しばしの沈黙があった。心たち四人はその歴史を聞いて息を呑んだ。そして、地球と同じように、この惑星にもまた、憎まれる皇帝やら血塗られた歴史が存在することに、言いようのない感慨を覚えていた。特にレナは、自分の中で湧き上がる『何か』に、運命めいたものを感じていた。


 レナの表情を見た少年は、その前へ行き、『肩を叩きながら』言った。


「大丈夫だから……大丈夫。わかってるよ」


 それは、三人にはレナを安心させるためのように見えた。そして次に口火をきったのは茜だった。


「うん?!っていうことは……君、1年以内にその……アグダラに居たことがあるって言いたいの?」


 少年は笑顔で言った。


「あぁ。なんせ俺はあっちの住人だからな!」

「なんだって……?よく聞こえなかったな……君、今なんていったの?」

「俺は……元アグダラの住人だ。ちょっと言いにくいが、アグダラから、逃げてきた……」

「え……?」


 その時、ギシ…ギシ…と先程の金色に輝くブラモンの姿をしたものが、いつの間にか心たちの後ろからやってきて、少年の横に立った。少年と金色のブラモンは同じくらいの身長だ。心たちより断然低い。少年は、見た目だけなら四、五歳ほどにしか見えないのだから。金色のブラモンが言った。


 「へい!お前たちぃ!さっきから黙って聞いてれば、お前ら図が高いぜぃ!このお方はなぁ!今はガキに見えるが!お前たちよりか、全っぜん年上だから!おっさんだから!初老だから!」


 四人はびっくりして口をあけた。その男は、おっさんという言葉をきいて、ピクリと横目で金色ブラモンを見ながら言った。


「おっさんで悪かったなぁ!」

「あえへへへへ……でもホントじゃん!」

「ま、いいけどさっ!」

「あひゃひゃひゃひゃ!!」


 二人のとても仲良さそうなおしゃべりを呆然と見る四人。そこで心は我慢していた口を開いた。


「おい!なんでお前!そいつと仲良くしてるんだ!そいつは!!」


 心はその金色に光るブラモンを、幼少の頃、目の前で幼馴染の少年ナオトを『穴』に引きずりこんだ存在と、無意識に重ねていた。その感情を、心自身も抑えきれなかった。そんな心に『男』が向かって言った。


「話はまだ続くが、おまえ、こいつと戦ってみたいか?腕に自信があるようだし。」

「あたりまえだ!!おい、お前!こい!!」

「え、ボクと?ねぇスイミー、こいつやっちゃって、いいの?」

「……うーん、なんかそれの方が『話が早く進む』かもなぁ。じゃ、いいよ。ふたり、やっちゃって……!」

「おいおい……」

「え〜……」

「心、大丈夫かしら……」


 こうして、金色のブラモンと青空心がその場で勝負することになった。金色のブラモンに『スイミー』と呼ばれた男が、祭壇側、レナ、ケイト、茜が手前側に立ち、その勝負を見守る。
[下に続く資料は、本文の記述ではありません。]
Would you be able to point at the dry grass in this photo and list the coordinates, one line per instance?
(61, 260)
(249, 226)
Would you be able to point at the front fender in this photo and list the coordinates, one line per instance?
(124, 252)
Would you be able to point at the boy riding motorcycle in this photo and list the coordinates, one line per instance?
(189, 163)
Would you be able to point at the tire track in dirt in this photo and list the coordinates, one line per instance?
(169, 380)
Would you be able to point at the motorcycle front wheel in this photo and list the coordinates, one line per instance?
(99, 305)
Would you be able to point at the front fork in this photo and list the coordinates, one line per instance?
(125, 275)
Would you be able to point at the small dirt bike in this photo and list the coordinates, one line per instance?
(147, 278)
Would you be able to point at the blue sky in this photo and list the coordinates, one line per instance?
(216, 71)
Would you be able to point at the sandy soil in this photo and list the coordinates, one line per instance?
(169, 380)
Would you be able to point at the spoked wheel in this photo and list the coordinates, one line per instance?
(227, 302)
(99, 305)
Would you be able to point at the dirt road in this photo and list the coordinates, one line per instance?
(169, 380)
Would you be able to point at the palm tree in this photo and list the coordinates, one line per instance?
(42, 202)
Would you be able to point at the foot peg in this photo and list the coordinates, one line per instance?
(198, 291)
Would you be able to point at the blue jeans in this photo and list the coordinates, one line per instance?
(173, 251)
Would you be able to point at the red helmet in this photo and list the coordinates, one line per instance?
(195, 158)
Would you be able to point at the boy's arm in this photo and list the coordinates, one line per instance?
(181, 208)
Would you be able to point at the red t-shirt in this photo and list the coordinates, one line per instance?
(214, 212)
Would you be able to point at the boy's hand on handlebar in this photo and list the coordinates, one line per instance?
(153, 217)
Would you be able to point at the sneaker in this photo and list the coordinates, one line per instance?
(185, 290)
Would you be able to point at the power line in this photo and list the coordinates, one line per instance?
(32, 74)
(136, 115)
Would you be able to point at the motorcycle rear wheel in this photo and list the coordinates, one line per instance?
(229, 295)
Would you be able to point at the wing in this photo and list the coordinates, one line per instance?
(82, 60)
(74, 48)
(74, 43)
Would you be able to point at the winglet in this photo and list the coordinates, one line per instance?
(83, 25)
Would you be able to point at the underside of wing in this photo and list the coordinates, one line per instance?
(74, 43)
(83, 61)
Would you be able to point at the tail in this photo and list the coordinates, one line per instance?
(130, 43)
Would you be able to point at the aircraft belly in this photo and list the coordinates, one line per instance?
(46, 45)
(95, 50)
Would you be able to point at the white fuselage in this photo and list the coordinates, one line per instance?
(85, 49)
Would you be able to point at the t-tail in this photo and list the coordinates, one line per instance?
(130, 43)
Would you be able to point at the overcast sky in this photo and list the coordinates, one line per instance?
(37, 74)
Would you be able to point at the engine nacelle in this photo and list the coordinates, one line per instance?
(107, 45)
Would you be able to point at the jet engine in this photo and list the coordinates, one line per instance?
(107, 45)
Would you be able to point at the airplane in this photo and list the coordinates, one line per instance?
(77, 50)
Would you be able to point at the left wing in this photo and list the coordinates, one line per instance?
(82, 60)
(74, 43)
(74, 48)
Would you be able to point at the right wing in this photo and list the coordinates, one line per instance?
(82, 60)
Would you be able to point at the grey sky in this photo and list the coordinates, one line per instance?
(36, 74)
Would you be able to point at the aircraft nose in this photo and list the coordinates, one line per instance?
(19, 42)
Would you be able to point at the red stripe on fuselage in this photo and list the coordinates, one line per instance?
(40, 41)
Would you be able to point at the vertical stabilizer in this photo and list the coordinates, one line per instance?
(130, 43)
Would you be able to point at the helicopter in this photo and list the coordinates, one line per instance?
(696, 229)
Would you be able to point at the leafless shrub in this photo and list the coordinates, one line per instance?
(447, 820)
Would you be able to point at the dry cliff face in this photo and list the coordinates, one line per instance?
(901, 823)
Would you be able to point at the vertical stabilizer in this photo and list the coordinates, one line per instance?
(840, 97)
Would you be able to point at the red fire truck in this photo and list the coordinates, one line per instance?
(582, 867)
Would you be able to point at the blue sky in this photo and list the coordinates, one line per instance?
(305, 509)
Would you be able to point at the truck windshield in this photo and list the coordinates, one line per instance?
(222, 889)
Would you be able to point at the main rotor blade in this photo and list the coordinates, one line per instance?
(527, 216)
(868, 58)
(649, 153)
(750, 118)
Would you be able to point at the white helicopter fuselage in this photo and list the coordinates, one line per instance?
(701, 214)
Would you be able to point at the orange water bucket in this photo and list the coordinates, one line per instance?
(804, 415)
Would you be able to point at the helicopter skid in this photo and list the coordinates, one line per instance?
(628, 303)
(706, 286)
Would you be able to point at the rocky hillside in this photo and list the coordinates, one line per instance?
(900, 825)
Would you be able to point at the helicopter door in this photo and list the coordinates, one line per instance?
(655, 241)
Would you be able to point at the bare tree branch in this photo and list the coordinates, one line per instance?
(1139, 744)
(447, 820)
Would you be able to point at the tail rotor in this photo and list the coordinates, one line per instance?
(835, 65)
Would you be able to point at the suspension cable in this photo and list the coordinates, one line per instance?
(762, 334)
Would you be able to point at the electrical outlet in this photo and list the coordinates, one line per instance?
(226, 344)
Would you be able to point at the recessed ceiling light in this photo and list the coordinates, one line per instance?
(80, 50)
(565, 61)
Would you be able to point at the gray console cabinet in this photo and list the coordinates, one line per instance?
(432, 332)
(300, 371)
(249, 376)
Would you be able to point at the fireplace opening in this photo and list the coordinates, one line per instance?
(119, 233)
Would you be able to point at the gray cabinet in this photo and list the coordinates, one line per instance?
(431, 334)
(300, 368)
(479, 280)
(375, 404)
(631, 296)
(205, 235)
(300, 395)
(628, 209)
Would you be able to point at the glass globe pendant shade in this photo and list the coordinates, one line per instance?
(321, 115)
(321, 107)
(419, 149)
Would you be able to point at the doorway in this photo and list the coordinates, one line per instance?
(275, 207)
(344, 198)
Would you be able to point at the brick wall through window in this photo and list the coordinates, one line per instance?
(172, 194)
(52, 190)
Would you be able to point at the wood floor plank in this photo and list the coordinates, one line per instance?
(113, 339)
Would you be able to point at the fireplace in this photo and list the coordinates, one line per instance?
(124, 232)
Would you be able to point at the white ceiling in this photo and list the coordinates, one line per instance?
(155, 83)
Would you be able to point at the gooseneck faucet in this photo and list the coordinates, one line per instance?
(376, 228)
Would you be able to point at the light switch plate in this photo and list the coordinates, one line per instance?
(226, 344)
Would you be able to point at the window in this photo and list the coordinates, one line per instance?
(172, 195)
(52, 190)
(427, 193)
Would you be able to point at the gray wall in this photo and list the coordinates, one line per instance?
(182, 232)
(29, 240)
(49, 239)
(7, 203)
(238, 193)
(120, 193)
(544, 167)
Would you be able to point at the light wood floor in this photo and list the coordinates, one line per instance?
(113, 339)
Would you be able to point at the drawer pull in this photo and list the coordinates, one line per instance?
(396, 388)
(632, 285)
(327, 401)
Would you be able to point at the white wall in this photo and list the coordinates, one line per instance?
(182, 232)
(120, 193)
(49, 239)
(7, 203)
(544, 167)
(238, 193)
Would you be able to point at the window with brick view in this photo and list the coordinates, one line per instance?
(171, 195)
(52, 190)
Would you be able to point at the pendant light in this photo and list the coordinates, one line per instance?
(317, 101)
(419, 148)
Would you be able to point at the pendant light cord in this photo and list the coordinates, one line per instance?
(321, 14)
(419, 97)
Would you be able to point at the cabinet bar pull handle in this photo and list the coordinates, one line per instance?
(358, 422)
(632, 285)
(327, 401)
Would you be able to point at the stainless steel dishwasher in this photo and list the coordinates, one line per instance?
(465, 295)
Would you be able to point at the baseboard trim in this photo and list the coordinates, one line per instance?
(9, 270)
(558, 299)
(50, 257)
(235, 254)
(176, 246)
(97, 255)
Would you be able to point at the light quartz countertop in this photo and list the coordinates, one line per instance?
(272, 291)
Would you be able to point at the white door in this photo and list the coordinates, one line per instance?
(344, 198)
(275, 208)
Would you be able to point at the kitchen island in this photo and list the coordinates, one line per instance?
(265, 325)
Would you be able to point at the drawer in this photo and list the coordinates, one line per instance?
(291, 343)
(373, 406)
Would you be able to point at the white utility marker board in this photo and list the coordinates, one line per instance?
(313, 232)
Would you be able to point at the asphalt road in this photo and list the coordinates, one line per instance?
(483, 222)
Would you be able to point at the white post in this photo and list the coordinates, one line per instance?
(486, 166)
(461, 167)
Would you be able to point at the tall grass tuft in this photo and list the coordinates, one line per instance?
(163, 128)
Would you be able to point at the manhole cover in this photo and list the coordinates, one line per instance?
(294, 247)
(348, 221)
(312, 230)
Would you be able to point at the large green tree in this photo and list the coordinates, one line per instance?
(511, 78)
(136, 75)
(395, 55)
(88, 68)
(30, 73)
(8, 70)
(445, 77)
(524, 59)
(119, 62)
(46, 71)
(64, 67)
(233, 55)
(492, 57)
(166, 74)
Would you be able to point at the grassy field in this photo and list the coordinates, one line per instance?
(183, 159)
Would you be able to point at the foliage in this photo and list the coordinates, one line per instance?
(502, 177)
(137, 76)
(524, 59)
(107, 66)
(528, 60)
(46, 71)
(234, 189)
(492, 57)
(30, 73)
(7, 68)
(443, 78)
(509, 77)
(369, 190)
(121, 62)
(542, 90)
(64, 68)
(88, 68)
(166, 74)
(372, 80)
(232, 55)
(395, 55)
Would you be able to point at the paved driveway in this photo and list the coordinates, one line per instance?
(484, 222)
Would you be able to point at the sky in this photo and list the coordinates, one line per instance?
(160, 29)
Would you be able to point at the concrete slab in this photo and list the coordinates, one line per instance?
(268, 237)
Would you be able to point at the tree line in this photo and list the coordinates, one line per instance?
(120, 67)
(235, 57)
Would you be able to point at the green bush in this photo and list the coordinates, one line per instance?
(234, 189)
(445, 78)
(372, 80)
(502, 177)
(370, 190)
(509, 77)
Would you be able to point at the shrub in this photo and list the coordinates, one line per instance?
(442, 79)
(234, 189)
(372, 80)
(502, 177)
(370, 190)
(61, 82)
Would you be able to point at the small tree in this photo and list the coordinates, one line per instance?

「おい、心とかいうお前!言っとくが全力で行ったほうが良いぞ?」


 スイミーが言った。心は怒っている顔で(全力?!言われなくったって、そうする!私はこのために、強くなろうとしてきたんだ!)そう気持ちを引き締めると『戦闘』の姿勢を見せた。


 それを見てレナは思った。


(あの構えは!あいつ!私と始めて決闘をした時の構えに似ている……でも……それとも何か違う……)


--

 戦闘の姿勢。心はレナとともに武道を学んでいて、その時に習う格闘技の姿勢を大事に思っていた。これはなんにでも言える事だが、何かをする時の『姿勢』というものはとても大事で、その道を極めるための最初の第一歩、入門だ。


 (目の前にいるこいつはあの、ナオトくんを連れ去った『ブラモン』の仲間だろう!こいつを、倒したい!倒したい!)


 そう思った心の姿勢は、レナからしてみれば、習った格闘技の構えというよりも、それらをある意味超越した戦闘の姿勢に見えたのだ。

--


「では、始めっ!!」


 スイミーの言葉で2人の戦いは始まった。


「おりゃー!!」


 先手をうったというか、待ってましたとばかりに攻撃を開始したのは心だった。すぐに突っ走り、床を蹴った勢いで第一ターゲットに決めていた金色のブラモンのそのコメカミに向かってハイキックを放つ!しかし、金色のブラモンはそれを読んでいたかのように、さっとしゃがみこんだ。そして同時に、心の腹部へとパンチを叩き込む。


「くっ!」

(は…速い……!!)


心は前のめりになったまま、そのまま動けなくなっていた。


(ちく……ちくしょう……)


「ぇ……」

「ぁ……」

 茜とケイトには、ブラモンのパンチは見えなかった。

「あいつ、3発も……当てた……」


 レナですら『その内の』3発しかみえなかった……。


「ちがうよーーんだ!!答えは5発だ!!」

金色のブラモンはこれ見よがしに爪の長い手を広げる。

「5発だよん♡」

「なん、だって…」

「はい!終了〜〜っ!!心が戦闘態勢を解いたので、戦う意志がないものとみなし、もうここまでとするっ!!」


 青空心の、生涯2度目の敗北だった。